In our debates why aren’t we discovering how we got where we are, focusing our efforts on creating a sustainable economy or exploring how the rest of the world lead comfortable lives and safeguard their resources?

By Tim Wightman

Added October 1, 2009. As our economy grinds down to find its footing again, it appears our leaders are bent on keeping things the same with a stimulus package geared toward fixing a few bridges, getting a few old cars off the roads to make room for imports, and propping up banks who still hold a vast amount of bad debt on houses and strip malls we don’t need, and who pray land values edge up a little before they cut loose the number of foreclosures they are sick of sitting on.

In our debates why aren’t we discovering how we got where we are, focusing our efforts on creating a sustainable economy or exploring how the rest of the world lead comfortable lives and safeguard their resources?

There is one root to the various problems confronting us now: economy, health care and food safety. And that root started 57 years ago, in 1952; the year of the first farm bill. It was announced that this first farm bill would overhaul and launch agriculture into a new century. Here’s what folks were told ….

  1. We are going to reduce the parity program due to the parity programs inability to adjust for efficiency.
  2. Food should be cheap so we can spend money on other more important things (enter consumer driven economics)
  3. The children of rural America deserve better than their parents had. The city is full of jobs and spouses there for the taking.

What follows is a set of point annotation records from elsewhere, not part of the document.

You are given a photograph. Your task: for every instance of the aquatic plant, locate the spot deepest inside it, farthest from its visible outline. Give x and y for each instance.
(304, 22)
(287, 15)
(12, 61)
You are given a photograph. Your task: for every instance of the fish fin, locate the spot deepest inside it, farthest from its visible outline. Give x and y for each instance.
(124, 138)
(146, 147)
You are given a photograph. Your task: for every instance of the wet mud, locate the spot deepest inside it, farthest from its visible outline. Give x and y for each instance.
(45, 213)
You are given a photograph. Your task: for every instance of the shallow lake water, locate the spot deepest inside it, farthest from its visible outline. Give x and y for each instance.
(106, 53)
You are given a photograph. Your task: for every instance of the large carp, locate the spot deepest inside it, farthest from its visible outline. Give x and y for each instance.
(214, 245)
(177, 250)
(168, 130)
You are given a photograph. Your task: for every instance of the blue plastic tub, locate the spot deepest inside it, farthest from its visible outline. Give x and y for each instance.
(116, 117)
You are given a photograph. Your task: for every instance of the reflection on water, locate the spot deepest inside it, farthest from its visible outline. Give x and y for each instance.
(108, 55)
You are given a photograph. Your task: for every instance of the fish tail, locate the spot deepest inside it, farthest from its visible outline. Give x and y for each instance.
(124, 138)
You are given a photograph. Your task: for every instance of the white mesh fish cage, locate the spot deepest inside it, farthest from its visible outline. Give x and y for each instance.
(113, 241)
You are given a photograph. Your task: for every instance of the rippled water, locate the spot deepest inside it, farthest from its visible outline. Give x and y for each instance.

However, the unpublicized and underlying motivations were not so noble. Here’s what public wasn’t told, and was recorded in the minutes of those Congressional hearings.

  1. Reduce the cost of raw agricultural products (enter the term commodities, not food).
  2. Keep farmers too busy to organize beyond Farm Bureau.
  3. Keep farmers too broke to participate in their townships and county boards, eliminating those leaders who would put brakes to unlimited progress and cultivate thoughtful expenditures of the tax dollars.
  4. Empty rural America
    a) By lowering raw material food prices to below production
    costs.
    b) Move farm kids to the city to enlarge the work force and depress wages.
    c) Decrease income to the farmer reducing the solidarity between labor unions and farmers.
    d) Weaken the rural communities who were resistant to change (to a consumer driven economy).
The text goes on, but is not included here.